National Sorghum Breweries, South Africa
National Sorghum Breweries was regarded by some as a sleepy, loss making, state
owned brewer of traditional African beers. By undertaking IMCA courses the
company aimed to improve the organization’s vision and re-vitalize it. It was
proposed that this should be done by empowering the organization’s employees.
IMCA set up one of the largest single corporate educational and development
initiatives ever undertaken in South Africa. In a period of twelve months, 200
of the managers joined a series of in-company courses.
The courses were a great success and transformed the company into a very
successful business. Some of the success can be put down to the work of one of
the MBA’s associates who produced a real-issue project which addressed the
social, political and economic disadvantages for black South Africans in the
wake of apartheid. He proposed doing something about it. From the project he
gained inspiration to plan the buy out and a turn around of the brewery. As a
result, the National Sorghum Breweries turned into a successful company, which
is largely owned and managed by black people.
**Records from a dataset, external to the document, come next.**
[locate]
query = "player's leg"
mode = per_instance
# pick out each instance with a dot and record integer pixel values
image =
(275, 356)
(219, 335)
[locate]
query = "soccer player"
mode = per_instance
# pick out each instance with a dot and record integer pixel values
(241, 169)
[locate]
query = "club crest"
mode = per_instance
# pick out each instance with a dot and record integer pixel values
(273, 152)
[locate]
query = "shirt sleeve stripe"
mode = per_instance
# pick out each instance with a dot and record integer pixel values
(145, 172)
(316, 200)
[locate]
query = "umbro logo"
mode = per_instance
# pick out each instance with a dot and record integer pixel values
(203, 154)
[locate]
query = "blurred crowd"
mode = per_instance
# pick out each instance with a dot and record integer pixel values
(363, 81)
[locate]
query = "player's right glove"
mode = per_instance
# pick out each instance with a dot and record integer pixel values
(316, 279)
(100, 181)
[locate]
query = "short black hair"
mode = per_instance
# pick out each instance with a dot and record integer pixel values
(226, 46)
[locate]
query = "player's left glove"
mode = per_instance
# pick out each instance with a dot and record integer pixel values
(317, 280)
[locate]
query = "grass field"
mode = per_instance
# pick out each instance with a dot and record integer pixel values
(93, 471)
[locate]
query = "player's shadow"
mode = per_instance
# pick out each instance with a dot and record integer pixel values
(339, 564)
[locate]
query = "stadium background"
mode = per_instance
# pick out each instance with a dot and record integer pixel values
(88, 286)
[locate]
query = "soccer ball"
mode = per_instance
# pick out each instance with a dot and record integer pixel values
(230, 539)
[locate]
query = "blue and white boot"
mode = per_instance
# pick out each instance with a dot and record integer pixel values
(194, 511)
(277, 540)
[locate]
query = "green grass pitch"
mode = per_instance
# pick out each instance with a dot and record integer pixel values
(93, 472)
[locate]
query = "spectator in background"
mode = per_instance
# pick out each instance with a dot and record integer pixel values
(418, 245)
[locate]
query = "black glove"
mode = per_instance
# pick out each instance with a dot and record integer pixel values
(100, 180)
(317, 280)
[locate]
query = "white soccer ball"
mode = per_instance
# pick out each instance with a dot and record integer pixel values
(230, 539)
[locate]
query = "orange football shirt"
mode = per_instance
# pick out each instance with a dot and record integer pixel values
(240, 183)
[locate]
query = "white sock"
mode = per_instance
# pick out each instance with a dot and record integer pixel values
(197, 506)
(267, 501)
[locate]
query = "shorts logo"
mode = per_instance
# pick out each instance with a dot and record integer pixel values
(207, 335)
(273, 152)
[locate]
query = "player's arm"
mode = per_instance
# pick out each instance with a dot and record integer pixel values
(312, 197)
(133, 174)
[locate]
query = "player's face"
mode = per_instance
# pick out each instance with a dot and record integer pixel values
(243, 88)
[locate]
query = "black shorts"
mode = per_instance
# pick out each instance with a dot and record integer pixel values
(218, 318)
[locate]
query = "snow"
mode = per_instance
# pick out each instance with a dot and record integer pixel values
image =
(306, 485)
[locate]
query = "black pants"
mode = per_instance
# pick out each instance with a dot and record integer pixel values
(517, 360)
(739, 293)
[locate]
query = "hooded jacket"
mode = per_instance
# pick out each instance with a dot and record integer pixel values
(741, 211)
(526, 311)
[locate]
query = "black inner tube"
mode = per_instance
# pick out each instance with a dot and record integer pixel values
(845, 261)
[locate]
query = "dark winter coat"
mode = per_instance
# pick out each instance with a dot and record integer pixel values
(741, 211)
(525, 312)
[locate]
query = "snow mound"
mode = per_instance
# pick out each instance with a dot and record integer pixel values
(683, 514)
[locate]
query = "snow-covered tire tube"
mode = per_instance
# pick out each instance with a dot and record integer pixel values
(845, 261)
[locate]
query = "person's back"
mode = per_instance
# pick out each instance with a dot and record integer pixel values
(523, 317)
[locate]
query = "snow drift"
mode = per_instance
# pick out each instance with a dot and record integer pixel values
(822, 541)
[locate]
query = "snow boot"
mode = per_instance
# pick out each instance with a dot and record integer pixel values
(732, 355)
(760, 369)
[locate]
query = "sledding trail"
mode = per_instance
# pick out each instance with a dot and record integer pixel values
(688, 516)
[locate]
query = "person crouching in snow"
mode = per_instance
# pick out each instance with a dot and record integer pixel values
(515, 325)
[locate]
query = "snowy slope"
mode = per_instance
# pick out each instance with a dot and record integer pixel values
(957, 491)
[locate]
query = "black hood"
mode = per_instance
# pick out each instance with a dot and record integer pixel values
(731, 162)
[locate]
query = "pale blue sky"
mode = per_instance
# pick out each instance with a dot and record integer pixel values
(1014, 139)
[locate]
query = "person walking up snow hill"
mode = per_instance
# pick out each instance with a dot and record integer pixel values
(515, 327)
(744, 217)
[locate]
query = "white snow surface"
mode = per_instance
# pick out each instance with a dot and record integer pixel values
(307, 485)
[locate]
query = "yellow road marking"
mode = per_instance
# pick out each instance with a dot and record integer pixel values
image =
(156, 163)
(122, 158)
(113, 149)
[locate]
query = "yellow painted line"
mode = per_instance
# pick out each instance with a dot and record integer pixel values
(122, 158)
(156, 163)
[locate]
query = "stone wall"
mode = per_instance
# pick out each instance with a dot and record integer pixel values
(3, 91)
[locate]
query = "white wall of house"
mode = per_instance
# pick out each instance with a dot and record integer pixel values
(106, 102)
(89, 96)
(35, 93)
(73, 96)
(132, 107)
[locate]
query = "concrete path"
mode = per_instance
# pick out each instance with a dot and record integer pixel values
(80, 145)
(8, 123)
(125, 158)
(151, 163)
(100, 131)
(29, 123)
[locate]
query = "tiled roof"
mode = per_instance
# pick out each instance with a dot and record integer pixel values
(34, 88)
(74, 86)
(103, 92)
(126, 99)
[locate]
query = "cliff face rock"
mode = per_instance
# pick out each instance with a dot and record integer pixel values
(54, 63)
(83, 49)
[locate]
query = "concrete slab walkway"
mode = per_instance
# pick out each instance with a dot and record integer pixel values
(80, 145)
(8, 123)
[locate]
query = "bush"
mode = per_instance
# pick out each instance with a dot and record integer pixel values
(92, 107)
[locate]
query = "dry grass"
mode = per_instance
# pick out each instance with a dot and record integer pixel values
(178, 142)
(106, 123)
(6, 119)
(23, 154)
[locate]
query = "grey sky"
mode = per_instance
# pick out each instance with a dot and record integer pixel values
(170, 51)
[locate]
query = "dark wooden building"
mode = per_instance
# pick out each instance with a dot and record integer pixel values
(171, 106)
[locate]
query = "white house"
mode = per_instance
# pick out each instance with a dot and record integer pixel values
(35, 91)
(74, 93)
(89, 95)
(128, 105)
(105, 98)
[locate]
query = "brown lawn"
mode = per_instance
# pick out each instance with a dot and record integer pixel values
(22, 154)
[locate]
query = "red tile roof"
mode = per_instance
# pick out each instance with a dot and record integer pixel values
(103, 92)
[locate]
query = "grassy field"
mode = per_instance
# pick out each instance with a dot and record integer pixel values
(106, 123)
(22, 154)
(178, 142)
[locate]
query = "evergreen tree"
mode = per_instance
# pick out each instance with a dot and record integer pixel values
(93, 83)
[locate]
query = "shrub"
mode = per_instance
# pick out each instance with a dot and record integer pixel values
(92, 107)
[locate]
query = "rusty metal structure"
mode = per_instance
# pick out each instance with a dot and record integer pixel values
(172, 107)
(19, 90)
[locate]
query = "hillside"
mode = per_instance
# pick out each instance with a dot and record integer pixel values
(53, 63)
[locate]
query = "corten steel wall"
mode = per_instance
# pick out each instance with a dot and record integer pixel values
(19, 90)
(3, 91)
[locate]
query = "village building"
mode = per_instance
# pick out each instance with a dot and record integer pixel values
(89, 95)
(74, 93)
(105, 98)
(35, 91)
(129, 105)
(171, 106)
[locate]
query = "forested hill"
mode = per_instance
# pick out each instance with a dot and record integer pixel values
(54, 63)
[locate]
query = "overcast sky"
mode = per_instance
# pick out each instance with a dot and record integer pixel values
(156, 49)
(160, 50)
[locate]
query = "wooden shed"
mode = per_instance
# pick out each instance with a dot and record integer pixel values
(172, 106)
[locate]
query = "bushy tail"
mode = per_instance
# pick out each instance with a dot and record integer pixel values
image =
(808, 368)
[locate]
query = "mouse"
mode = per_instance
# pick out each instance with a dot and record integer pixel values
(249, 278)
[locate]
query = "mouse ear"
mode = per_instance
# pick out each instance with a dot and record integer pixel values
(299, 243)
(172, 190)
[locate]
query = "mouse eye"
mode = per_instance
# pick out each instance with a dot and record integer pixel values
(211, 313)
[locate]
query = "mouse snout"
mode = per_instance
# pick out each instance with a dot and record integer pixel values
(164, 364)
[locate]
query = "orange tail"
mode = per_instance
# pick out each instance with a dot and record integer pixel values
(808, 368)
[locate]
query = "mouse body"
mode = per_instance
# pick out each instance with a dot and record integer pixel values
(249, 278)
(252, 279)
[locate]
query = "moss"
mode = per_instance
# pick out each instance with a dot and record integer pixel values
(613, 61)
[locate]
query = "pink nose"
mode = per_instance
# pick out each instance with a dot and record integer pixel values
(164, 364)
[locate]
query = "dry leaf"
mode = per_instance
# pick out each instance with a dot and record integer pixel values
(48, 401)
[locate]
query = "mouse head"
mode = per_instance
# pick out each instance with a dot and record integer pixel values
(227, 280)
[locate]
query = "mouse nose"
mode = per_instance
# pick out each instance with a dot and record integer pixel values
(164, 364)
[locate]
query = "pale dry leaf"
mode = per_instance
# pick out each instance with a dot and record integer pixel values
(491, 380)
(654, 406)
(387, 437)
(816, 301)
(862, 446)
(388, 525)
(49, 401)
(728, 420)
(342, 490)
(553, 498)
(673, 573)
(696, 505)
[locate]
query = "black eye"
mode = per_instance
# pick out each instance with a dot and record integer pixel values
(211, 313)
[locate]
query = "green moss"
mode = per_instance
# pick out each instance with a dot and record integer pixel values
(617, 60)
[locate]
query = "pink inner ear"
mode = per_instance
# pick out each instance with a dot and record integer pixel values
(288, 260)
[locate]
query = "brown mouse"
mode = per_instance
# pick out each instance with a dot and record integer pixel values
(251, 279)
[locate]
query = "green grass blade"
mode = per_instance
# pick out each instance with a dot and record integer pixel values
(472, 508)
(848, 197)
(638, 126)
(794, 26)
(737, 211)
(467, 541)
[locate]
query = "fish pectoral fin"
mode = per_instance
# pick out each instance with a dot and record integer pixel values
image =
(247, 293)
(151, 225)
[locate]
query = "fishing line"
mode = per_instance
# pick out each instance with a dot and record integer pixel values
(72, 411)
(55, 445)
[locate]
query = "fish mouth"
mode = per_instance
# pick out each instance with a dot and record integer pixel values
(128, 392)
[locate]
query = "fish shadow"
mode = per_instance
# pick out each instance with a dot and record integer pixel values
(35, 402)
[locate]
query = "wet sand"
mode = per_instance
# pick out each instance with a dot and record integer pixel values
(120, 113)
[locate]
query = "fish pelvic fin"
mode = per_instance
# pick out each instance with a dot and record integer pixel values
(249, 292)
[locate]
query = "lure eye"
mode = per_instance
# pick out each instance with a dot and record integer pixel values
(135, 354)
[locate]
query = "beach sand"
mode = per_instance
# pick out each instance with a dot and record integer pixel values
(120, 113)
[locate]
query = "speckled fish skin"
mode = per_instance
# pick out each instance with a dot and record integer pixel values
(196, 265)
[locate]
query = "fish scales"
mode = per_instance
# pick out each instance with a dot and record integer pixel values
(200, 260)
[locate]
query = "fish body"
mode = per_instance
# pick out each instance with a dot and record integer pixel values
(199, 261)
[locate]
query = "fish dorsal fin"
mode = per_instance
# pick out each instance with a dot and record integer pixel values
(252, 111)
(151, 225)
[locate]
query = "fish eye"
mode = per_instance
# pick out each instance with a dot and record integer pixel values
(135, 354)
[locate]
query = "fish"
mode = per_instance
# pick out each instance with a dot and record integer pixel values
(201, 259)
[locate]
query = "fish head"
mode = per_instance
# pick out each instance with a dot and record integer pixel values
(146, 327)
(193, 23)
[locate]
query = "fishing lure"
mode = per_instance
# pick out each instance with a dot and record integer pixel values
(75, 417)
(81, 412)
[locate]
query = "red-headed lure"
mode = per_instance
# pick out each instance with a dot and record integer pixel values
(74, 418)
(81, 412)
His project proved that through
education and empowerment, change could be achieved quickly and peacefully. The
aim was twofold. First, the organization was turned inside out by the energy of
the action learning projects. And, second, many of their graduates went from NSB
into other South African organizations so as to replicate the educational and
development process. NSB made itself an enterprise school of management with
IMCA - and found, interestingly enough, that it is wholly complementary to its
commercial ambitions.
The success story is the privatization of the enterprise and the pride it gave
to the black community at the time it was achieved. The next challenge was to
stabilize the management structure. It failed, but nonetheless those who took
over had something to take over, and have pulled it through. Is that not the
nature of many enterprises? It is now owned by a European company. It had
suffered previously by the monopolistic behaviour of South African Breweries.
Remember, too, that the bulk of the work was being undertaken at the time when
the country was awaiting the date of the first election.